For installation instructions and usage details, see the [demo README](http://github.com/google/adk-samples/tree/main/python/agents/bidi-demo).
## 1.1 What is Bidi-streaming?
Bidi-streaming (Bidirectional streaming) represents a fundamental shift from traditional AI interactions. Instead of the rigid "ask-and-wait" pattern, it enables **real-time, two-way communication** where both human and AI can speak, listen, and respond simultaneously. This creates natural, human-like conversations with immediate responses and the revolutionary ability to interrupt ongoing interactions.
Think of the difference between sending emails and having a phone conversation. Traditional AI interactions are like emails—you send a complete message, wait for a complete response, then send another complete message. Bidi-streaming is like a phone conversation—fluid, natural, with the ability to interrupt, clarify, and respond in real-time.
### Key Characteristics
These characteristics distinguish Bidi-streaming from traditional AI interactions and make it uniquely powerful for creating engaging user experiences:
- **Two-way Communication**: Continuous data exchange without waiting for complete responses. Users can interrupt the AI mid-response with new input, creating a natural conversational flow. The AI responds after detecting the user has finished speaking (via automatic voice activity detection or explicit activity signals).
- **Responsive Interruption**: Perhaps the most important feature for the natural user experience—users can interrupt the agent mid-response with new input, just like in human conversation. If an AI is explaining quantum physics and you suddenly ask "wait, what's an electron?", the AI stops immediately and addresses your question.

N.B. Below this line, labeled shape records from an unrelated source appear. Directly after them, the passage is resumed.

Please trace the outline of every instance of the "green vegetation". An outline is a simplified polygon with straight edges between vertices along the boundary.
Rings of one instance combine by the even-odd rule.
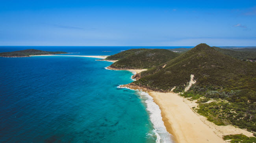
[[[131,49],[109,60],[123,57],[113,67],[148,69],[134,76],[137,80],[130,85],[163,92],[176,87],[174,92],[197,100],[194,109],[209,121],[256,132],[256,63],[241,60],[255,53],[204,43],[182,54],[167,51]],[[184,92],[191,74],[197,82]]]
[[[227,135],[223,137],[224,140],[231,139],[230,143],[256,143],[256,138],[248,137],[241,134]]]
[[[119,52],[113,55],[109,56],[106,60],[120,60],[128,56],[133,54],[135,52],[141,52],[144,50],[148,50],[147,49],[132,49],[128,50]]]
[[[27,57],[30,56],[32,55],[66,53],[67,53],[67,52],[48,52],[44,51],[30,49],[11,52],[1,52],[0,53],[0,56],[4,57]]]
[[[236,47],[221,47],[221,48],[217,47],[212,47],[223,54],[234,58],[239,60],[256,60],[256,47],[244,48]],[[168,50],[179,53],[184,53],[191,49],[181,48],[170,49]]]
[[[111,65],[110,67],[118,69],[149,69],[165,63],[179,56],[177,53],[163,49],[139,49],[140,50],[131,49],[129,52],[126,51],[109,56],[112,57],[108,60],[116,59],[117,57],[124,56]]]
[[[168,50],[173,52],[177,52],[179,53],[184,53],[190,50],[192,48],[180,48],[175,49],[169,49]]]
[[[197,83],[180,94],[200,104],[200,114],[217,125],[232,124],[256,131],[256,64],[225,55],[205,44],[162,65],[141,72],[131,83],[154,91],[184,91],[195,76]],[[210,100],[215,101],[205,103]]]
[[[161,91],[170,91],[176,86],[175,91],[181,92],[191,74],[194,74],[196,84],[200,87],[213,90],[227,87],[255,90],[256,71],[254,63],[233,59],[201,44],[170,61],[165,68],[142,72],[142,78],[132,84]],[[143,76],[145,73],[147,76]]]
[[[256,60],[256,50],[254,51],[234,51],[234,50],[237,49],[221,49],[216,47],[213,47],[213,48],[223,54],[237,59],[240,60]],[[243,48],[243,50],[245,49]],[[231,49],[232,49],[232,50],[231,50]],[[255,49],[256,50],[256,48]]]

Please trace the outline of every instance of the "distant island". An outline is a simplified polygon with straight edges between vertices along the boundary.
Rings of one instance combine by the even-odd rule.
[[[28,57],[30,56],[67,53],[68,53],[65,52],[49,52],[33,49],[29,49],[11,52],[1,52],[0,53],[0,57],[8,58]]]
[[[235,142],[238,138],[239,141],[255,143],[256,138],[252,134],[256,136],[256,63],[247,59],[256,59],[256,49],[232,49],[211,47],[205,43],[193,48],[169,50],[131,49],[106,60],[117,60],[108,67],[109,69],[147,69],[133,76],[136,80],[121,87],[148,92],[160,109],[165,109],[162,110],[163,115],[179,114],[173,113],[175,111],[167,110],[183,104],[175,101],[176,96],[172,93],[176,93],[189,103],[194,103],[191,109],[213,123],[215,126],[209,126],[223,139]],[[186,120],[187,117],[182,117]],[[164,121],[176,121],[181,126],[186,125],[173,118],[163,118]],[[189,118],[186,119],[194,121]],[[172,124],[165,123],[167,127]],[[231,132],[221,130],[218,126]],[[180,129],[171,126],[171,129],[167,127],[167,130],[175,136],[173,131]],[[192,137],[196,135],[190,133]],[[189,136],[188,134],[185,136]]]

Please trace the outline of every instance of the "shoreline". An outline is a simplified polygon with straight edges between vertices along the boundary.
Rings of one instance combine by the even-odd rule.
[[[54,54],[45,54],[40,55],[32,55],[30,56],[76,56],[76,57],[87,57],[87,58],[98,58],[99,59],[105,59],[107,57],[109,56],[80,56],[80,55],[57,55]],[[107,61],[107,60],[106,60]]]
[[[195,100],[173,92],[148,93],[159,106],[166,129],[177,143],[226,143],[223,136],[242,134],[254,136],[252,133],[231,125],[218,126],[208,121],[192,109],[198,105]]]
[[[150,92],[149,94],[161,110],[166,129],[177,143],[226,143],[202,122],[184,101],[174,93]]]
[[[105,60],[104,61],[108,61],[108,60]],[[109,62],[111,62],[109,61]],[[148,69],[116,69],[116,68],[113,68],[112,67],[109,67],[109,66],[106,67],[105,68],[106,69],[108,69],[109,70],[114,70],[114,71],[129,71],[132,73],[133,73],[134,74],[138,74],[139,73],[140,73],[143,71],[147,71]]]

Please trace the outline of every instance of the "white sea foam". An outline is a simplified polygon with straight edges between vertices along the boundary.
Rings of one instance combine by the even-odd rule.
[[[111,71],[119,71],[119,70],[116,70],[116,69],[108,69],[108,67],[105,67],[104,68],[104,69],[107,69],[107,70],[111,70]]]
[[[128,87],[121,87],[120,85],[118,88],[129,89],[137,91],[141,98],[145,100],[145,102],[147,106],[147,110],[149,114],[150,120],[153,124],[153,127],[154,129],[153,132],[154,135],[150,134],[152,136],[156,136],[157,143],[173,143],[172,139],[173,135],[169,134],[166,130],[166,128],[163,124],[161,116],[161,110],[158,105],[154,102],[153,98],[150,96],[147,93],[142,91],[142,90],[131,89]]]
[[[153,100],[153,98],[145,92],[138,91],[141,97],[145,99],[147,110],[149,113],[150,120],[155,129],[153,131],[156,136],[156,142],[157,143],[173,143],[173,136],[169,134],[163,124],[161,116],[161,111],[159,107]]]
[[[136,72],[134,73],[134,72],[132,71],[129,71],[132,72],[134,74],[136,74]],[[163,121],[162,120],[161,110],[158,105],[154,102],[153,98],[147,93],[142,91],[141,89],[134,90],[131,89],[128,87],[121,87],[121,85],[120,85],[117,87],[117,88],[137,91],[138,93],[140,95],[141,98],[145,100],[145,102],[147,106],[146,110],[149,114],[150,120],[153,124],[153,127],[154,129],[153,132],[155,134],[154,136],[156,136],[156,142],[157,143],[174,143],[174,142],[172,139],[172,138],[173,138],[173,135],[169,134],[167,131]],[[151,135],[152,136],[154,136],[153,135]]]

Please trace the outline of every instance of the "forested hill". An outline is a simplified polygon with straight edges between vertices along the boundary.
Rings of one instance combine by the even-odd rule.
[[[64,52],[48,52],[44,51],[30,49],[11,52],[0,53],[0,56],[3,57],[27,57],[30,56],[51,54],[66,54]]]
[[[256,47],[241,48],[235,47],[213,47],[218,51],[239,60],[256,60]],[[170,49],[168,50],[179,53],[184,53],[191,50],[192,48],[176,48]]]
[[[167,63],[179,54],[164,49],[132,49],[108,57],[106,59],[119,60],[110,66],[119,69],[150,69]]]
[[[191,75],[196,82],[184,92]],[[156,66],[136,76],[138,80],[125,86],[160,92],[176,87],[174,92],[182,92],[181,96],[202,103],[196,111],[209,121],[256,132],[254,62],[234,58],[202,43],[165,66]],[[210,100],[213,101],[206,103]]]
[[[245,87],[252,85],[252,78],[256,77],[254,63],[235,59],[206,44],[198,45],[158,69],[156,72],[152,69],[142,72],[144,77],[133,84],[160,91],[168,91],[174,86],[176,90],[184,89],[193,74],[200,86],[220,89],[242,83]]]

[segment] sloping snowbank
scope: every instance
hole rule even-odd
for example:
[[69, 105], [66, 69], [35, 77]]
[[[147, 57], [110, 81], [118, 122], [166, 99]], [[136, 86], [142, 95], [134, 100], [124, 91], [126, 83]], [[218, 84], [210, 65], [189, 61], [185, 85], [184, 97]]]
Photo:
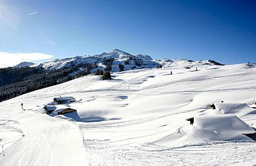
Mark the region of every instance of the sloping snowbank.
[[194, 117], [194, 120], [189, 134], [209, 141], [250, 140], [244, 134], [255, 133], [236, 116], [199, 116]]

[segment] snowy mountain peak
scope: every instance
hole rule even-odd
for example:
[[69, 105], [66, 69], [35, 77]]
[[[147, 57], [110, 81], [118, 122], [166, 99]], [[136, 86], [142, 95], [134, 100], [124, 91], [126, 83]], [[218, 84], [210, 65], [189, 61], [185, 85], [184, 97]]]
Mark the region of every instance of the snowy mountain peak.
[[26, 67], [26, 66], [33, 66], [35, 64], [34, 64], [33, 62], [22, 62], [19, 64], [18, 64], [16, 66], [14, 66], [14, 67]]

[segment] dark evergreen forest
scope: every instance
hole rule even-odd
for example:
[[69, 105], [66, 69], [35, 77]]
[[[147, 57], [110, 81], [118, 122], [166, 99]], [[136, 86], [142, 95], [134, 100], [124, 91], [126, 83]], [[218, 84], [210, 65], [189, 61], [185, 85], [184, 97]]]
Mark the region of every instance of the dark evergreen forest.
[[[89, 74], [96, 64], [82, 64], [48, 71], [39, 67], [0, 68], [0, 102]], [[84, 68], [75, 75], [74, 71]]]

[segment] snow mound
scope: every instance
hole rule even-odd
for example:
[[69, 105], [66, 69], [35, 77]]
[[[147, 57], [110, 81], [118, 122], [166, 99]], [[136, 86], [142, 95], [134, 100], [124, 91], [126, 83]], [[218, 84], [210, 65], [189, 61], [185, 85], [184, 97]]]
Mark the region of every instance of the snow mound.
[[255, 131], [236, 116], [216, 115], [194, 117], [194, 127], [188, 135], [205, 141], [251, 140], [244, 134]]
[[252, 113], [255, 110], [245, 103], [214, 103], [214, 114], [230, 114], [238, 117]]
[[253, 133], [255, 132], [236, 116], [199, 116], [194, 117], [194, 127], [197, 129], [210, 130], [216, 133], [221, 133], [226, 135], [226, 133]]

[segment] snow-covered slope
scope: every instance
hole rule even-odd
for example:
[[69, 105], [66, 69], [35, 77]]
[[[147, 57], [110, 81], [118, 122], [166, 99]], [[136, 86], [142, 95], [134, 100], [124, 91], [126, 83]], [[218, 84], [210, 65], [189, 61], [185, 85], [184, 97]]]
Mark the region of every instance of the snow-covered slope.
[[[156, 62], [165, 66], [111, 80], [84, 76], [0, 102], [0, 165], [255, 165], [256, 144], [244, 133], [256, 127], [256, 67]], [[75, 98], [65, 107], [77, 112], [46, 114], [60, 96]]]
[[34, 64], [33, 62], [22, 62], [19, 64], [18, 64], [16, 66], [14, 66], [14, 67], [25, 67], [25, 66], [33, 66], [35, 65], [35, 64]]

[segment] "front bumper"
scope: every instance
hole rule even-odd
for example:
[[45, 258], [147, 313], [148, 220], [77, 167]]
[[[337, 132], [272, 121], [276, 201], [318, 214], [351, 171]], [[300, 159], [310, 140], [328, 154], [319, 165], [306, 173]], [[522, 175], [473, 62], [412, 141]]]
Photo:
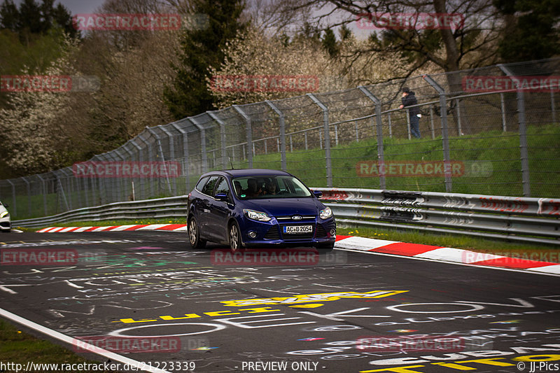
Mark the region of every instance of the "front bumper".
[[[246, 247], [255, 246], [314, 246], [333, 243], [336, 240], [336, 223], [334, 218], [322, 220], [306, 219], [297, 223], [250, 220], [241, 227]], [[286, 233], [286, 226], [312, 226], [312, 231], [304, 233]]]

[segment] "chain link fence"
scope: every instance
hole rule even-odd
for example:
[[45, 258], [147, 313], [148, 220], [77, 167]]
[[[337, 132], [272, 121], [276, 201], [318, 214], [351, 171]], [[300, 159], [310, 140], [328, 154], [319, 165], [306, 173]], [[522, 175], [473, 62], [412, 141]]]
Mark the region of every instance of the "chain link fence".
[[[551, 59], [233, 106], [0, 181], [0, 199], [13, 218], [44, 216], [186, 195], [203, 172], [232, 167], [285, 169], [316, 188], [558, 197], [559, 80]], [[403, 87], [417, 105], [399, 108]]]

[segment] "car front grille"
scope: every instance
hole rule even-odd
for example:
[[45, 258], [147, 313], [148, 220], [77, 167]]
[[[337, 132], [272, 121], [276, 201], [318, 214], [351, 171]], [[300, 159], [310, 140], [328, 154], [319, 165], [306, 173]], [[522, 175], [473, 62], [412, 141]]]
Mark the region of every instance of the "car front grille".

- **Best for Multimodal**: Bidi-streaming excels at multimodal interactions because it can process different input types simultaneously through a single connection. Users can speak while showing documents, type follow-up questions during voice calls, or seamlessly switch between communication modes without losing context. This unified approach eliminates the complexity of managing separate channels for each modality.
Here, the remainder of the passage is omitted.